Edit: Before or after reading my version, go read what Marco and Alberto have to say on the subject. I find it confusing… so two views are probably better than one: http://www.sqlbi.com/articles/autoexist-and-normalization/
Hierarchical. Just saying that makes me feel smart; though, I’m not super sure I spelled it right.
Here, I am not talking about the feature that let’s you group a set of columns such that you can drop them all into a pivot table as one set. So far as I can tell, that is just some UI candy.
I am talking about any situation where your data actually is in a hierarchy. eg: Location (Country –> State –> City) or Products (Category –> SubCategory), etc.
Frequently, I start one of the blog entries… realize I don’t know what the hell I am talking about, then go figure it out, and pretend I always knew it. This time is different, in that I am skipping everything but the first step…
Simple Sample
So, I searched around for city populations in the States and found this one: http://www.infoplease.com/ipa/A0763098.html and simply dropped that URL into Power Query to pull in the data… which is still fun and neato, if you ask me. It’s the populations for the 50 largest cities in the U.S.
I wrote a simple measure because I couldn’t help myself: Total Pop := SUM(Population[Estimate])
Drag State and City onto rows, and drop Total Pop onto values and we get the simple pivot table, which looks exactly like we expected. And might I just say that NY, NY is REALLY populated
Now, here is my question. We know that Excel will magically hide rows that result in all BLANK() values… so, did it try to evaluate Portland, Texas? (And while some may think I just mean “Austin”… no silly, I mean… is it trying to evaluate every city with every state!?)
Under Pivot Table Options, you can go flip the checkbox that hides empty rows. Or, you can do something goofy, like I did… and create this AWESOME MEASURE: [One] := 1 Which ya know… returns a 1. Always. So, if there was an evaluation AT ALL, it will show up. And as you can see at right… we are only seeing evaluations that “make sense”. Hurray! Efficient!

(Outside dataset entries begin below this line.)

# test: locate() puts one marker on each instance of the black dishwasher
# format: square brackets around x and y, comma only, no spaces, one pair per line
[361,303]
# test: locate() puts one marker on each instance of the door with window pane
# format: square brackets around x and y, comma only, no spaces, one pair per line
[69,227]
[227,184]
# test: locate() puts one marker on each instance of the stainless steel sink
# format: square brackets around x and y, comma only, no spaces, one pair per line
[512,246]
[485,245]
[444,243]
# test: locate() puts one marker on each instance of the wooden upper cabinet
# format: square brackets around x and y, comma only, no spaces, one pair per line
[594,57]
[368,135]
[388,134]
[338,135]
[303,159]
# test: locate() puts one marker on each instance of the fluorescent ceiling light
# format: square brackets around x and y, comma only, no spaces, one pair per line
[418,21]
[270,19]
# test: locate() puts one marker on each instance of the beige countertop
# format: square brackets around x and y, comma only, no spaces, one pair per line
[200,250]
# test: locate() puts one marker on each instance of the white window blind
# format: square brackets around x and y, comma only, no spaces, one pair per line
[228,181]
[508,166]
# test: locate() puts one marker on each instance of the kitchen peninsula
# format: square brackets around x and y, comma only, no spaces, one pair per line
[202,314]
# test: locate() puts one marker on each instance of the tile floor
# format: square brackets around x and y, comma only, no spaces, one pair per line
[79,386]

Hierarchies and Lookup Tables
Okay, minor change. We are going to create a States lookup table. I’m not even going to bother doing anything interesting with it… just match up state name to state name and call it a day. And we are going to see if it has any impact on our lives when we use that lookup column in our pivot table.
Any guesses?
First, let’s just recognize that the results will be fine. And the default behavior of the pivot table will show what you expect. But when we include our cute [One] measure to force all evaluated rows to show up… indeed, we get different results than our previous pivot table.
We can see that it tried to evaluate Dallas, California… maybe the worst idea for a city… EVAR?
Does any of this matter?
Well, as per always… follow Tiny Lizard Rule #1 “Don’t Solve Problems You Don’t Have”. Some day I hope to have a Rule #2. Anyway, if you don’t have issues… don’t stress it… I really don’t think this scenario would be super common. But… I have stumbled into it a few times, so… it happens.
Why does it matter?
Here I paraphrase Master Collie: “Computers Math Like a Mother!” – which is to say, by the time the processor is just adding numbers up, it does that real real (real) fast. But evaluating filter context to find which numbers to add? That… that can take awhile. And here, we only had 50 cities across 30 cities, so 30*50=1500 evaluations of filter context (instead of our original 50!). But you can easily imagine this number become REAL large, REAL fast… Country*Region*City… by the time you have evaluated the great city of New Orleans from the Emilia-Romagna region of Canada, … you might be having some perf issues.
Conclusions and Such
I think just… be vaguely aware of this issue. It feels solvable with what my buddy Tyler calls 4D… “Don’t Do Dat Den”. I can imagine it might call for some careful data shaping… but in my experience hierarchies like this tend to come from the same table anyway.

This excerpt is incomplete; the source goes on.